While the program had a storied history and some students wish they could catch a Billiken football game, Saint Louis University is unlikely to resurrect the team.
“It is not in our plans to add a varsity football program, we are focused on delivering the 18 sports we have,” Director of Athletics Chris May said.
The University currently lacks a playing field, practice field, coaching staff and recruiting staff for a football program.
Rather than moving toward reviving a football program, the athletic department has lately focused on building the men’s basketball program with the additions of Chaifetz Arena and head coach Rick Majerus.
“We have the right sports for the University, and our focus is on supporting them,” May said.
According to May, reviving the football program would take years and a large budget to see progress on a NCAA Division-I level. The athletic department at SLU would have to focus so much time and attention for a successful football team that it might take away from the other University sports.
Some students feel that college is incomplete without a football team.
“When I was looking at colleges last year, I didn’t think the college football tradition would be such a big deal, but now I realize it is something we are missing out on,” said freshman Joe Andreoni.

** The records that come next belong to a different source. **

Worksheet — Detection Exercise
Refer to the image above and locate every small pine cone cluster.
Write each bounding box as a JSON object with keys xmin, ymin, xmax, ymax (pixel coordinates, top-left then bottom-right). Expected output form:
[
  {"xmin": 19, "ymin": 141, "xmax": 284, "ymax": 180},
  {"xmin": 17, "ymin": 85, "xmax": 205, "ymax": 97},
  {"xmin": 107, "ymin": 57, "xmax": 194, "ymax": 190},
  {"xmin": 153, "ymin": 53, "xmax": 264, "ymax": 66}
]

While in existence, Billiken football enjoyed various successes and historic moments. The team started on the gridiron in 1899, going undefeated in 1901, 1904 and 1906. The team also did something no other collegiate football team had ever done previously-incorporating the forward pass.
SLU gained a 22-0 victory on Carroll College in 1906 with the help of first-year coach Eddie Cochem’s decision to incorporate the forward pass. SLU football player Bradbury Robinson threw to teammate Jack Schneider for the first legal forward pass in collegiate football history.
The football team was also the first University team to be known as the Billikens. During the 1911-1912 football season, St. Louis Post-Dispatch sports writer William O’Connor observed that coach John Bender resembled a Billiken. O’Connor later wrote in the Post-Dispatch “Why, that guy’s a familiar Billiken!” That comment, along with Charles Z. McNamara’s painting of the coach in the form of a Billiken, led to the SLU football squad to be known as “Bender’s Billikens.”
The Billiken football team started to lose its momentum with consecutive losing seasons and with the success of the men’s basketball program in the late 1940s. College football was not as popular as college basketball during that era. Other universities started to build football programs, while SLU focused more on basketball. Billiken basketball ranked first in the Associated Press basketball poll during the 1948-1949 season and won the National Invitation Tournament championship that year. With the University focused on basketball, there was no room or budget for the upkeep of the football program.
The football program disbanded on Dec. 14, 1949, after a second straight year of heavy financial losses and low attendance. The last game the Billikens played on the gridiron was a 35-0 loss to the Cougars of the University of Houston on Thanksgiving Day.
The Rev. Paul C. Reinert, S.J., SLU’s president at the time, announced the program’s withdrawal from intercollegiate competition due to the financial burden of maintaining the team.
“Any channeling of resources from the essential academic objectives into areas of secondary importance such as intercollegiate football could not be justified,” Reinert said in a 1949 statement, according the University’s archives.
It seems that there will be no revival of the football team as the basketball team prepares to play their first regular season game at Chaifetz Arena on Nov. 14 versus University of Missouri-St. Louis.
“I am so excited for the first game in Chaifetz, I forgot we didn’t have a football team,” freshman Phillip Reyes said.